Beitrag von: Pestillenzia am 26. Dezember 2014, 22:05:06
Zitat von: Kati am 26. Dezember 2014, 15:55:15
Kann es sein, dass es einfach billiger ist, Lizenzen einzukaufen, als eigene Bücher zu machen?

Ja, denn die Bücher wurden bereits lektoriert, sodass schon einmal ein großer Arbeitsschritt wegfällt. Die Bücher müssen "nur" noch übersetzt werden, und Übersetzerjobs sind - wenn es stimmt, was ich immer wieder gehört und gelesen habe - meistens nicht besonders gut bezahlt (Aber dazu können unsere Fachfrauen und -männer hier fundiertere Auskunft geben). Inwieweit Übersetzungen dann noch lektoriert werden, weiß ich nicht, aber insgesamt kommt der Verlag in der Regel günstiger weg und hat noch dazu das Marketingargument "Bestseller aus den USA/Großbritannien/etc.".
Titel: Re: Entwicklung am deutschsprachigen Fantasymarkt
Beitrag von: Christopher am 26. Dezember 2014, 22:58:37
Verstehe nicht ganz, wieso das überhaupt eine Einbahnstraße ist. Weiß ich bloß nix davon oder kaufen britische/amerikanische Verlage keine Lizenzen von deutschen Autoren von denen sie ggf. das Marketingargument "Bestseller aus Deutschland, dem Land der Dichter und Denker" dazu bekommen können?  :omn:
Titel: Re: Entwicklung am deutschsprachigen Fantasymarkt
Beitrag von: Valkyrie Tina am 26. Dezember 2014, 23:27:08
Zitat von: Christopher am 26. Dezember 2014, 22:58:37
Verstehe nicht ganz, wieso das überhaupt eine Einbahnstraße ist. Weiß ich bloß nix davon oder kaufen britische/amerikanische Verlage keine Lizenzen von deutschen Autoren von denen sie ggf. das Marketingargument "Bestseller aus Deutschland, dem Land der Dichter und Denker" dazu bekommen können?  :omn:

Doch, das tun sie... aber dafür muss das Buch erst mal ein Bestseller sein. Und das erreichen die hier angesprochenen YA - Romane nicht, weil sie nicht entsprechend vermarktet werden- und ich fürchte, weil es einfach nicht das "Ökosystem" im deutschen Buchmarkt gibt.
Im englischspachigen Markt gibt es einfach eine Fülle von Romanen, und auch für ausgefallene Geschmäcker ist etwas dabei. Im deutschsprachigen Raum scheint es vergleichsweise weniger zu geben. Und entsprechend wenig gute Romane, bzw Bestseller kristallisieren sich heraus.

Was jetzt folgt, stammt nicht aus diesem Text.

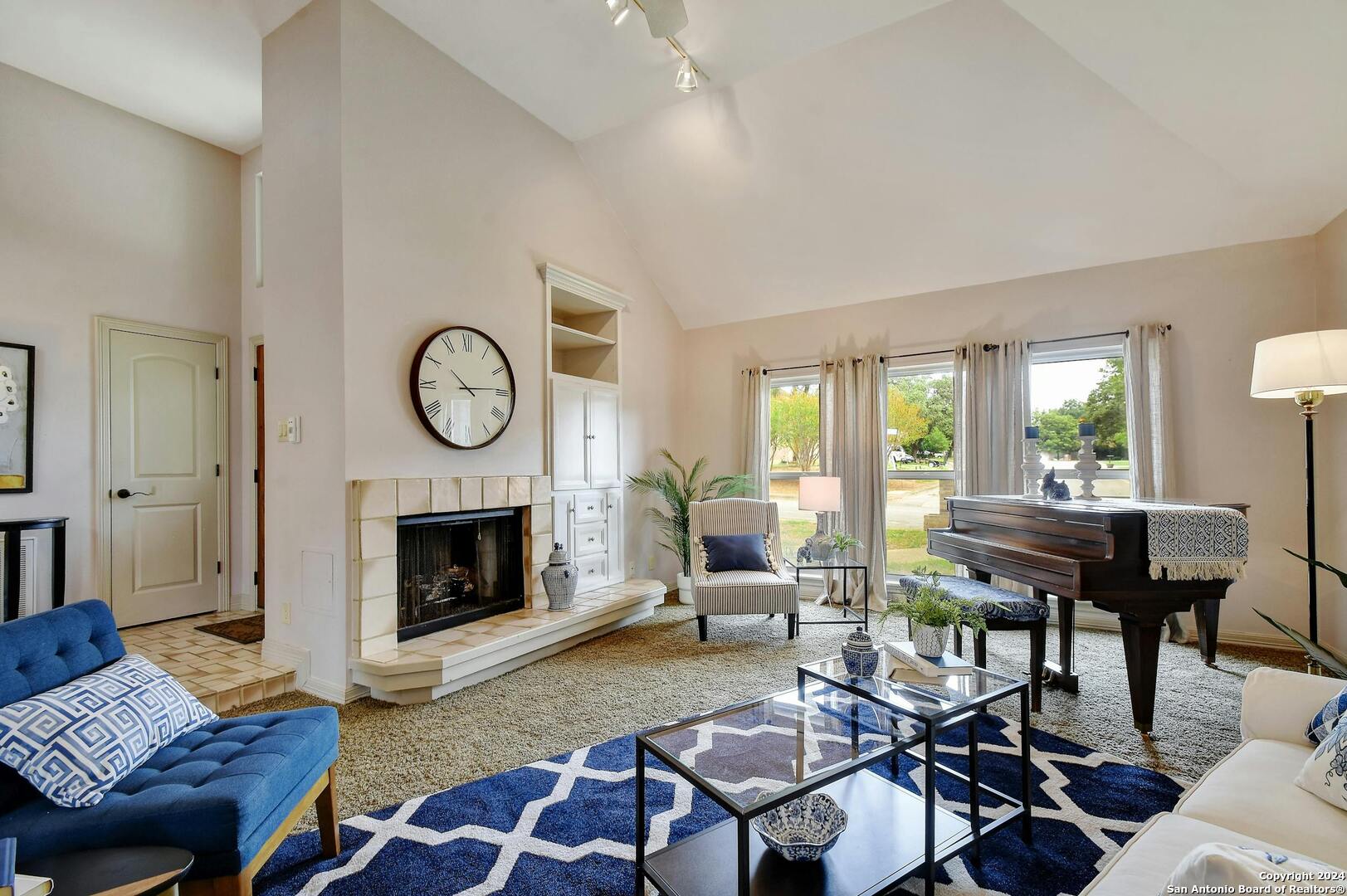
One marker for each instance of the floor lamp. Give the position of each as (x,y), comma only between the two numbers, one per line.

Mal ganz abgesehen davon fürchte ich, dass jedes Land seinen Ruf hat. Deutschland hat die Dichter und Denker... Willst du Ya-Fantasy lesen, die sich anhört, als hätte Schiller sie geschrieben?  :rofl:

Zu Dyonis dem Vampire schlich
Buffy den Pfahl im Gewande
Sie schlugen die Häscher in Bande
Was willst du mit dem Pfahle sprich?
Da kam Harry Dresden auf seinem untoten Tyrannosaurier und machte sie alle platt.

:rofl:
So, nu aber ins Bett! *duck und weg*
Titel: Re: Entwicklung am deutschsprachigen Fantasymarkt
Beitrag von: Pestillenzia am 26. Dezember 2014, 23:36:52
Tja, gute Frage. Leider ist es so, dass deutsche Titel sich - mit wenigen Ausnahmen, Nele Neuhaus zum Beispiel, die verkauft bis nach Japan - ins Ausland schlecht verkaufen. Der englischsprachige Markt ist riesig und entsprechend groß das Angebot, so dass deutsche Titel, die erst übersetzt werden müssen, einfach nicht gefragt sind. Und das mit den Dichtern und Denkern mag vielleicht in der Ernsten Literatur ziehen - bei Fantasy, Krimi und Co. interessiert das keinen.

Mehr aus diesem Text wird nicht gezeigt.